Tenía esa mirada —la que dice: «He estado en el infierno y he vuelto, y no estoy seguro si sigo vivo»—.
Pensé que podría ser el trabajo.
Un trato fallido, algún drama corporativo, cualquier cosa menos esto.
—¿Qué tipo de accidente, Luke?
—pregunto.
Siento como si ya supiera la respuesta, pero estoy rezando a cualquier poder superior que exista para que no sea lo que estoy pensando.
Cierra los ojos por un momento.
Cuando finalmente habla, sus palabras son casi inaudibles.
—Sara está en el hospital.
Sara.
Su ex-esposa.
—¿Qué?
—digo, agarrando con fuerza los brazos del sillón—.
Oh, Dios mío, Luke.
¿Está…?
¿Qué pasó?
¿Está bien?
La verdadera pregunta que quiero hacer es: «¿Qué has hecho, Luke?».
Pero no encuentro el valor para preguntar.
Y además, quizás le estoy dando el beneficio de la duda.
Podría ser otra cosa.
Tal vez le pasó algo y el nombre de Luke estaba en la parte superior de su lista de contactos.
Tal vez ella lo llamó.
Tal vez, tal vez y tal vez.
Es mejor que creer realmente lo que mi mente está diciendo, que Luke fue a su casa incluso después de que le dije que la dejara en paz.
Luke no responde de inmediato.
En cambio, se pone de pie, caminando por el pequeño balcón como un animal enjaulado, pasándose las manos por el pelo, con respiraciones superficiales e irregulares.
—¡Luke!
—digo, poniéndome de pie y agarrando su brazo para detenerlo—.
¡Habla conmigo!
Me mira entonces, sus ojos llenos de algo que no logro identificar.
—Se cayó por las escaleras —dice.
—¿Qué escaleras?
Silencio.
Me mira con algo cercano a una disculpa.
—¿Qué malditas escaleras, Luke?
¿Fuiste a su casa?
Su silencio es toda la confirmación que necesito.
—¿La empujaste?
Su cabeza se echa hacia atrás como si le hubiera dado una bofetada.
—¿Por qué siquiera me preguntas eso?
—¡No lo sé, Luke!
—Las palabras brotan de mí—.
¡No me estás diciendo nada!
Llegaste aquí casi dos horas tarde, luciendo como si tu mundo se hubiera derrumbado.
Me plantaste en ese cristal como si estuvieras tratando de follar algo fuera de tu mente, y ahora sigues reacio a decirme qué te está carcomiendo.

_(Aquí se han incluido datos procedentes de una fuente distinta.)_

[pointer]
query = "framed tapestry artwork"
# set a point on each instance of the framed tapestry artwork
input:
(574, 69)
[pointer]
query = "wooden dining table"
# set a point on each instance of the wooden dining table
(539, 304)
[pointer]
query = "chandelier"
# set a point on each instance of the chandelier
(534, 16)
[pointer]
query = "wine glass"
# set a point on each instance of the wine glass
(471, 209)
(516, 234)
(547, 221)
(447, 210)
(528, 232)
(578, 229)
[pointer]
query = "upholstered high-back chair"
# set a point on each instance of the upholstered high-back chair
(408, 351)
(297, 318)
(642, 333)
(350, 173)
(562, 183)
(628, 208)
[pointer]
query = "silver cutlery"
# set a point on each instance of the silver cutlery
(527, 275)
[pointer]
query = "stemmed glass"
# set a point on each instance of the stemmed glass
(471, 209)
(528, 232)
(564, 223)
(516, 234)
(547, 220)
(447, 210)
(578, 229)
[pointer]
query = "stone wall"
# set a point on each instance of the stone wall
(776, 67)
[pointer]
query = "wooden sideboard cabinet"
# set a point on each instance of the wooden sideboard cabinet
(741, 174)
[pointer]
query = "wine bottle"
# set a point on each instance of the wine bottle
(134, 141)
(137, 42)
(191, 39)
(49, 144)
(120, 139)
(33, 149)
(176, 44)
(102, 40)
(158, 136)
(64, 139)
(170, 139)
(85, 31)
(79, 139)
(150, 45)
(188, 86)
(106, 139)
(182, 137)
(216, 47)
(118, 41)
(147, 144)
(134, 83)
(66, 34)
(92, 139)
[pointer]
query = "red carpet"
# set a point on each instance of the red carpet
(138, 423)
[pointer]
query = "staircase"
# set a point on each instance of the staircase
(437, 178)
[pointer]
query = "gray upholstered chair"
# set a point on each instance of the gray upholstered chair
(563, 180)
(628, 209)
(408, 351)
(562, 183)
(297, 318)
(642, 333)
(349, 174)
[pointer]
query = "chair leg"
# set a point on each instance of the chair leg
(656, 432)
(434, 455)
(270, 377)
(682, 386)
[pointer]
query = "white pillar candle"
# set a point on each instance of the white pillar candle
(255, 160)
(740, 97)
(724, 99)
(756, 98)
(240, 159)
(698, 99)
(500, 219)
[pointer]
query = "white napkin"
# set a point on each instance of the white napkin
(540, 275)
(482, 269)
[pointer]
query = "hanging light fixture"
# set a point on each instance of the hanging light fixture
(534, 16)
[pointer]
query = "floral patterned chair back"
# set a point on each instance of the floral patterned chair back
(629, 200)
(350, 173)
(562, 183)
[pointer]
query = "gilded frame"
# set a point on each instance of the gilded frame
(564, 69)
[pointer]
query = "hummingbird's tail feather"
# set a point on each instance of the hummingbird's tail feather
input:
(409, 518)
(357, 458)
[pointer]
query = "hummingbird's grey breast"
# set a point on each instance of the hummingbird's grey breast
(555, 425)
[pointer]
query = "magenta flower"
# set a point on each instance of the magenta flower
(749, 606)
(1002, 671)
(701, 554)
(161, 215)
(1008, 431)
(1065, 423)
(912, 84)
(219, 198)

¿Qué se suponía que debía pensar?
Fuiste a su casa, Luke.
La mujer que causó la muerte de tu hijo.
Fuiste a su casa.
¿En qué estabas pensando?
—No la empujé —Su voz es calmada, pero hay un filo en ella.
—¿De acuerdo?
¿Entonces qué pasó?
—Se cayó —dice—.
Perdió el conocimiento.
La llevé al hospital.
Tiene una conmoción cerebral y algunos moretones.
El médico dijo que probablemente despertará mañana.
—¿Y luego qué?
—Va a usar todo esto en mi contra.
—Se pasa la mano por el pelo otra vez—.
Conozco a Sara.
En cuanto abra los ojos, encontrará la manera de convertirme en el villano.
Solo…
necesitaba una noche de paz antes de que todo se vaya a la mierda.
Me quedo sin palabras.
El Luke que conozco es tranquilo, mesurado.
Este Luke se está desmoronando, su ira y culpa tiñendo cada palabra.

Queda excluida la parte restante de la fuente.